2) Dark patterns for subscriber-only content. It's really unclear when publishing whether the article is going to be hit by the paywall
3) Having login tied to Twitter is a business risk. I don't want to wake up one day to find space karen has broken signin and I can no longer access my company's blog
There's definitely room in the market for someone to come along and do blogging+discoverability better. Unfortunately I don't see Medium as having the chops to be that answer.
edit: spelling
(I looked into this a while ago, may have changed)
I think you get paid in some inscrutable formula of '% of subscription revenue when someone reads your post and then subscribes'
like based on some cursed attribution model
it also has a CMS technology that loads a visible page, then does a bunch of FOUC nonsense, probably messes with my scroll in some way -- heavy + awful presentation tech
I'm only talking from my perspective, but I'm bounced away from it most of the time.
I don't feel like I get that with Substack? I usually just click "no thanks" on the newsletter box, and go back and sign up if I like it. I very occasionally subscribe and pay for a substack feed I particularly like.

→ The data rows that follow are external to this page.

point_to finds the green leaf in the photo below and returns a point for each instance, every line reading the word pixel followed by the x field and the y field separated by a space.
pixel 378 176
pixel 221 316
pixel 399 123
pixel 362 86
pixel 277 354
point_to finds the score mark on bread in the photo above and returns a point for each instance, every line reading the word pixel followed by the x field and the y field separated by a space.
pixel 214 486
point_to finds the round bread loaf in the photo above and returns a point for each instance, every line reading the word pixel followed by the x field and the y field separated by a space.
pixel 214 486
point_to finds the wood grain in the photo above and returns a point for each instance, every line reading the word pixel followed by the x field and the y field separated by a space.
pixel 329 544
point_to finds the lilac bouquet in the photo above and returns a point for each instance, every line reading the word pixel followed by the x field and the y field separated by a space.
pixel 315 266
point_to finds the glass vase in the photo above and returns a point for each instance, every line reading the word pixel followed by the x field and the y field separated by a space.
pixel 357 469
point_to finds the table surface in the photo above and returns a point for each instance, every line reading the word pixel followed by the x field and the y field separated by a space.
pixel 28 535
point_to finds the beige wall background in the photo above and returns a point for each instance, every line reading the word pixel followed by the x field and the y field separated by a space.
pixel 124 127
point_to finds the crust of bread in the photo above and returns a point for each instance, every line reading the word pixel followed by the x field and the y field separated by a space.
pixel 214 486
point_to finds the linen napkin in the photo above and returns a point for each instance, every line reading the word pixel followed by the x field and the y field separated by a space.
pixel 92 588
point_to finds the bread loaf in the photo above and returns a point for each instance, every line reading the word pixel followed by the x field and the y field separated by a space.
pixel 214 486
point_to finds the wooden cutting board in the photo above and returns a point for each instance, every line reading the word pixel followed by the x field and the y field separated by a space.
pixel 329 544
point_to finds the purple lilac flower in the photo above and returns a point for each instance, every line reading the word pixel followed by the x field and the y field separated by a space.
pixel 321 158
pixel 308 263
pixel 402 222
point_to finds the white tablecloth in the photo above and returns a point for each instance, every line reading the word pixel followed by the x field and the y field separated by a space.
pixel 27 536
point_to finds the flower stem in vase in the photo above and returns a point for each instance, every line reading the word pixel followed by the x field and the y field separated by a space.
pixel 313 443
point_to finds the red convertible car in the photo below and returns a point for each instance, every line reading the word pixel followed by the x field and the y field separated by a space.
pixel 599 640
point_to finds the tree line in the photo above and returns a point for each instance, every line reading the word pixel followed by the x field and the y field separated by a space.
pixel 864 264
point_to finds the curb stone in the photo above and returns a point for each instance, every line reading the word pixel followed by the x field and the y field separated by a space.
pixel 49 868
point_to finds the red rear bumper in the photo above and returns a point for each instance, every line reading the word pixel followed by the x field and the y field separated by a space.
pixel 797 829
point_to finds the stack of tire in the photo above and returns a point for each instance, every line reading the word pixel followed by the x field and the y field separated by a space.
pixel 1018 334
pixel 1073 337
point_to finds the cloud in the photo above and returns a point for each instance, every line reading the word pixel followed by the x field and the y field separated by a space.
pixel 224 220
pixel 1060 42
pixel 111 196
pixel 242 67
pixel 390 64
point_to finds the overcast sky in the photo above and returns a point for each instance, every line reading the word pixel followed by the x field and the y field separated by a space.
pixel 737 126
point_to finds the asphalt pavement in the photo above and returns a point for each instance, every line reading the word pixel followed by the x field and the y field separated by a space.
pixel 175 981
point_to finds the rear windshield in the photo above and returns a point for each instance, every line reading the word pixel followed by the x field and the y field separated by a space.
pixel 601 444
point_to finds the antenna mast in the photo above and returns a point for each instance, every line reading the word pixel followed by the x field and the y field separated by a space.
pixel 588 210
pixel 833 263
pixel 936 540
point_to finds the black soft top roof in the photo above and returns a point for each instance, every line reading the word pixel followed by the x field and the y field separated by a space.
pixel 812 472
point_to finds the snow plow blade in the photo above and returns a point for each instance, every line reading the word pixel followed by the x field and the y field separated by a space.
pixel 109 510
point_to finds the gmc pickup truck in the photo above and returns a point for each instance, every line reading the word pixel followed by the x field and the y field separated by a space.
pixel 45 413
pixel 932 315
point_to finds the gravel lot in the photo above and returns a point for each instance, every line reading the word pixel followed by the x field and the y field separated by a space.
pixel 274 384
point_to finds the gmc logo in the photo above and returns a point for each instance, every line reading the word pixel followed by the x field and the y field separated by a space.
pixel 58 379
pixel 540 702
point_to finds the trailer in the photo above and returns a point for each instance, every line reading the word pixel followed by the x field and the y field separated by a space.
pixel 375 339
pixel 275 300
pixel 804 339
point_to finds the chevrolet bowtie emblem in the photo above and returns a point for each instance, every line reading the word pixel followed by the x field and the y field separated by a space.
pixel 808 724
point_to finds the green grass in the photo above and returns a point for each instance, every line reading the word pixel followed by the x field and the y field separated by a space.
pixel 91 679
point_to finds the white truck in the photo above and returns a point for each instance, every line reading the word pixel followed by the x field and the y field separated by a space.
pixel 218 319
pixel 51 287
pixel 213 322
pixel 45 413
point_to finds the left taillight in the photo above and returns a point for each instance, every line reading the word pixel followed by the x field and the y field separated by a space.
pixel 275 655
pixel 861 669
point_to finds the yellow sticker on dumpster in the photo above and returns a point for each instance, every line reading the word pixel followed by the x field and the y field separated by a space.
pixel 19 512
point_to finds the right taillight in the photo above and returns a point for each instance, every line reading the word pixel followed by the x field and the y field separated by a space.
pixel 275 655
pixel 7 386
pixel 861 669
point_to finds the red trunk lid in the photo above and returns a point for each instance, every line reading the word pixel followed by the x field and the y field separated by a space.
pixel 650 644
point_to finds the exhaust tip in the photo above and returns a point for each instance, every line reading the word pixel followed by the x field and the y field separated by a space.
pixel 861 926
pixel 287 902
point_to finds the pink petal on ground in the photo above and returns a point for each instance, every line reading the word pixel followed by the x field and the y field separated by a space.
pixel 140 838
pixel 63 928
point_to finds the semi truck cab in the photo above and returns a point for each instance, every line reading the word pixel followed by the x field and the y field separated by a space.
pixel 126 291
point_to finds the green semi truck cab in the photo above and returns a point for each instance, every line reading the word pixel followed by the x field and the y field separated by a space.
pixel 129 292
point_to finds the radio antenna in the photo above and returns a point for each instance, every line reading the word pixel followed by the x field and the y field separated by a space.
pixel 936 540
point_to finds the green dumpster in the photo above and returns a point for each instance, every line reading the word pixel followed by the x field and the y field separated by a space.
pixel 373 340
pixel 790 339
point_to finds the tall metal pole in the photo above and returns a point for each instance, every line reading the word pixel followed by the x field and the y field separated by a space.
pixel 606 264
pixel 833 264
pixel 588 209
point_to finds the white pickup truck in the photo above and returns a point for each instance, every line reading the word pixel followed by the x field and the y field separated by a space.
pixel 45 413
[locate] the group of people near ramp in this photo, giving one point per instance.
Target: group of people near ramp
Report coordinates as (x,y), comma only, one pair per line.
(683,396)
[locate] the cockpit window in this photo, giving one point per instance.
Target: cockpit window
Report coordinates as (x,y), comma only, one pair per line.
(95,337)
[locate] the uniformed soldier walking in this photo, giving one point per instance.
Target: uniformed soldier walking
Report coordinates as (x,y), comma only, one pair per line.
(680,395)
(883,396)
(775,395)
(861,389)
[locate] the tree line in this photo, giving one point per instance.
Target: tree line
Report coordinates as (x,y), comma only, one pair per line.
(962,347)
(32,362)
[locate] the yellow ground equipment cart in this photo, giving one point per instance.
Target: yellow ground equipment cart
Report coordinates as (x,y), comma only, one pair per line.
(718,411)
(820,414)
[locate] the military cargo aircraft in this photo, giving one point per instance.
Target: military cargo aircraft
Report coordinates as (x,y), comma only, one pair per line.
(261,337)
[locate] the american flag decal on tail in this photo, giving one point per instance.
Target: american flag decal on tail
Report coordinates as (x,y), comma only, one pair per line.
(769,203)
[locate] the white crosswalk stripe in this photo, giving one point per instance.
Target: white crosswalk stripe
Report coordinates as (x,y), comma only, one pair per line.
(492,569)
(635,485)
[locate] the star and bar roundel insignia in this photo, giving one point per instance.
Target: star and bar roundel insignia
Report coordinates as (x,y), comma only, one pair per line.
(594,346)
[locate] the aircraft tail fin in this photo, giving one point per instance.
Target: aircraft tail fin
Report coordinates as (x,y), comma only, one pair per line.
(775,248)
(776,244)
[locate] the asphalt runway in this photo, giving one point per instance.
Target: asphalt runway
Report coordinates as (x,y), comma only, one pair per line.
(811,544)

More recently I started using https://scribe.rip/ (via the Redirector browser plugin) when I absolutely want to read a Medium article, though not on Medium. Once ScribeRIP fails to work I'll just stop reading Medium articles again.
"Is there any way for a platform like Medium to keep up with high quality posts while also paying their writers well"
Where exactly do you expect the money to come from to pay the writers well?
Paywall, authors are indistinguishable to casual readers, not different enough from Blogspot.
- too many articles that read like they were written by an LLM
- the service provided is easily replaceable
At least substack has a niche with conservatives. Medium, not so much
(2) Fucked up the "Editors" or content aggregators.
The CEO won't admit the first one tho.